What parts of the 12-Steps were most crucial to you?

“The fourth and fifth steps. Writing down the bad shit that you’ve done and telling your sponsor about it. Getting a lot of the bad stuff that I have done off my chest gave me a sense of freedom.

“When it comes to resentment, the 12-Steps show you very clearly that everything that you are resentful for has its path back to you. I had this guy in poker, who I backed, who burned me for some money. I was like: “I have done nothing wrong here…this kid has stolen money for me.” But when you look back, you can see I put myself in the situation to be screwed, because of my fears. I wanted to be the nice guy. I don’t want people to think that I am greedy, or even care about money. So with this guy, I was so lazy about the money. So that’s what I did to make it happen to me. It’s crucial to understand that.
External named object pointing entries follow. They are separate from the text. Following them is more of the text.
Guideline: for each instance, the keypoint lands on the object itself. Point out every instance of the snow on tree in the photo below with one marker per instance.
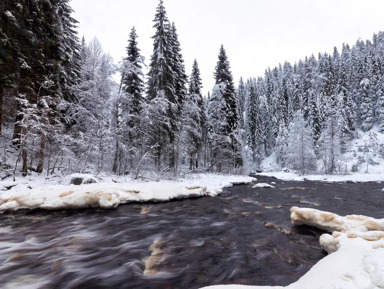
(162, 82)
(366, 110)
(300, 151)
(193, 121)
(91, 114)
(380, 104)
(128, 109)
(253, 131)
(230, 125)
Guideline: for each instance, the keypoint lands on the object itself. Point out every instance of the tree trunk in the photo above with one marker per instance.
(2, 92)
(17, 131)
(40, 165)
(116, 158)
(24, 155)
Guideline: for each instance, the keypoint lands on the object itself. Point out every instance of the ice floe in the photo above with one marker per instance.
(110, 194)
(356, 252)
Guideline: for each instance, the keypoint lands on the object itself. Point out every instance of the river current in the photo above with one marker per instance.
(243, 236)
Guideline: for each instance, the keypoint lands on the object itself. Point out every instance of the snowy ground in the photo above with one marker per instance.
(362, 162)
(33, 192)
(356, 247)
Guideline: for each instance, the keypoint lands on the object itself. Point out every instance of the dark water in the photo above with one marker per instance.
(243, 236)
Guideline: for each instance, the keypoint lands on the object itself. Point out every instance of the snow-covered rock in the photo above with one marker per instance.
(109, 195)
(356, 247)
(263, 185)
(81, 179)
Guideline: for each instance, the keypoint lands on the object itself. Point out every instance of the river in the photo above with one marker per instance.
(243, 236)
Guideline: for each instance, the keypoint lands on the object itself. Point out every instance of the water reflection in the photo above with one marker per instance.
(243, 236)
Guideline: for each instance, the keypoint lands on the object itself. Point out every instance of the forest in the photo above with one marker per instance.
(61, 110)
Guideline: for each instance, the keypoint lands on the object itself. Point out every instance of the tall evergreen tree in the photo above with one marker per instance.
(230, 126)
(129, 108)
(162, 90)
(193, 120)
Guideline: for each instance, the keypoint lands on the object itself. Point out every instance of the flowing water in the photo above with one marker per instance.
(243, 236)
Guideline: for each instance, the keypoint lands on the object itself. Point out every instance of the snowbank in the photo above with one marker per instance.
(356, 247)
(108, 195)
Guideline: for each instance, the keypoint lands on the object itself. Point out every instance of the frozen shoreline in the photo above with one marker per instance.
(110, 194)
(355, 247)
(355, 178)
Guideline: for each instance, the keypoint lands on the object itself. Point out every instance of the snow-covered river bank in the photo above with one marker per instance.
(243, 236)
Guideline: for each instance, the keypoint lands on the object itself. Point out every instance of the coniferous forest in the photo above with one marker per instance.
(62, 112)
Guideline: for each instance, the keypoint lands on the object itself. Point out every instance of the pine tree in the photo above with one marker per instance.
(300, 154)
(231, 123)
(366, 109)
(129, 107)
(193, 120)
(162, 91)
(380, 104)
(253, 132)
(178, 68)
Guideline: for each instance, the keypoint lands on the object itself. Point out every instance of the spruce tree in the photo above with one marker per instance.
(193, 120)
(231, 124)
(129, 107)
(161, 91)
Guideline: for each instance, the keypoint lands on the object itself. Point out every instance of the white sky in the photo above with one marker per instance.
(256, 34)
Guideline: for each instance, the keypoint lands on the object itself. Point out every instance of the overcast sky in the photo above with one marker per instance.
(256, 34)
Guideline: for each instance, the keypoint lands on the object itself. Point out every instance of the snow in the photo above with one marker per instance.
(356, 247)
(109, 194)
(263, 185)
(362, 161)
(353, 177)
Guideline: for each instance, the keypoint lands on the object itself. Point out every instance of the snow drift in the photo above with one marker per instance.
(109, 195)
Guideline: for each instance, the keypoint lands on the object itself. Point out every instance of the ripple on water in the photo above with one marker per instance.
(240, 237)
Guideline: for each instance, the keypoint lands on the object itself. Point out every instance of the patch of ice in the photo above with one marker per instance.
(263, 185)
(357, 261)
(109, 195)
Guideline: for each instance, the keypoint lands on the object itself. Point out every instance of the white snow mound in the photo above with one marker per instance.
(109, 195)
(263, 185)
(356, 252)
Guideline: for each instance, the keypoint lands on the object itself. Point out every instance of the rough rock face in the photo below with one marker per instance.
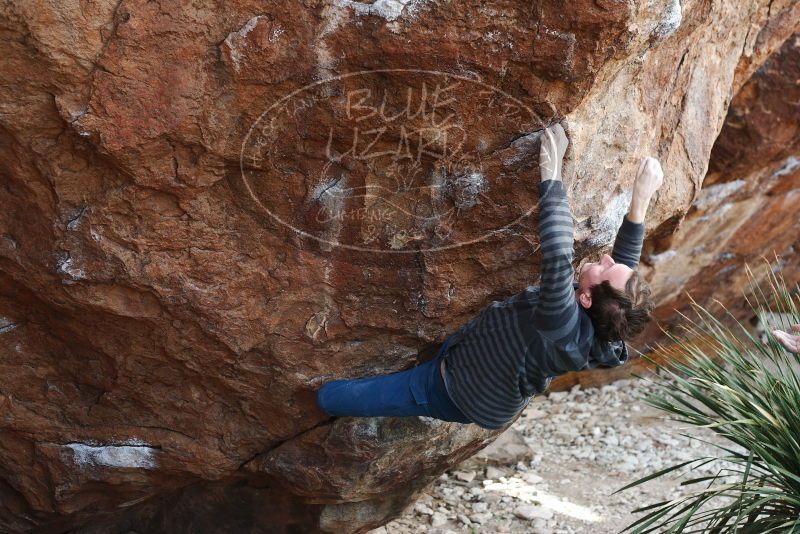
(747, 211)
(211, 210)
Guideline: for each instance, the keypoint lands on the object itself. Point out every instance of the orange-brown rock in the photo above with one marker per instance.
(210, 210)
(747, 211)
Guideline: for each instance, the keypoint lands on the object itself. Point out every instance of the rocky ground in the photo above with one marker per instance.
(555, 469)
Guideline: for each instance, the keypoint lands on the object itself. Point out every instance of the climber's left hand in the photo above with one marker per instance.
(554, 143)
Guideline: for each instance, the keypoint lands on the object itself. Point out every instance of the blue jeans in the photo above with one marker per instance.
(416, 391)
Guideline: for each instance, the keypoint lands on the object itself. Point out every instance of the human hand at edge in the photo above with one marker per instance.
(554, 143)
(649, 179)
(790, 342)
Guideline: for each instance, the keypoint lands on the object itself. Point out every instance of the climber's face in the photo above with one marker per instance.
(591, 274)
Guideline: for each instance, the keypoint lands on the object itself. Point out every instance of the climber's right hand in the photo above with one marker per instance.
(649, 179)
(790, 342)
(554, 144)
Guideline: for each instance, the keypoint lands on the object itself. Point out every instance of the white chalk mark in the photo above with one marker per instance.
(137, 455)
(714, 194)
(789, 166)
(388, 9)
(605, 230)
(6, 325)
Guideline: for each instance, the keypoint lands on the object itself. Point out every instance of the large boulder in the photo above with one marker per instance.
(210, 210)
(746, 215)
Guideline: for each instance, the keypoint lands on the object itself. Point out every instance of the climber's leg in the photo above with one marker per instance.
(441, 406)
(413, 392)
(396, 394)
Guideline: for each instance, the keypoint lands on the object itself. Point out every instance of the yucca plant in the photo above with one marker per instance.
(747, 391)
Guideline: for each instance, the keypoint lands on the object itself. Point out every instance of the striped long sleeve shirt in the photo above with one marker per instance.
(512, 349)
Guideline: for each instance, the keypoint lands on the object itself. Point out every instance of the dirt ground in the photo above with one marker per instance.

“Resentment is the biggest thing. Feeling that way is what causes a lot of people to drink because it eats away at them. I now know that people are not making me feel like shit. I am making myself feel like shit. It’s a wonderful sense of freedom to understand that.”

How important was it to have an open mind?

“It’s the key to all things in life. In poker, you see a lot of close mindedness. Imagine someone says they can’t raise/fold 15bb – it kills creativity and the thought process that humans naturally have within themselves. In recovery, if you are close minded it’s going to be tough.”

What advice would you give to people who can’t imagine life without alcohol because they believe they can’t have fun without it?

“They always say one day at a time, and that’s important. I remember there was one particular day, early in my 12-Step process. I was trying to stay sober each day, because it was a big struggle for me. One day I was really messed up, and felt like I needed to go out get drunk and meet girls. I remember saying: “Mark just stay sober today…re-evaluate tomorrow,” and it really worked for me.

“If the only way you have fun is through drinking, and you don’t see any out, then it’s very tough to take one day at a time, because you think tomorrow will suck as well. So believing that things can be different tomorrow is really important. I got that hope from the people I met within the 12-Step program.”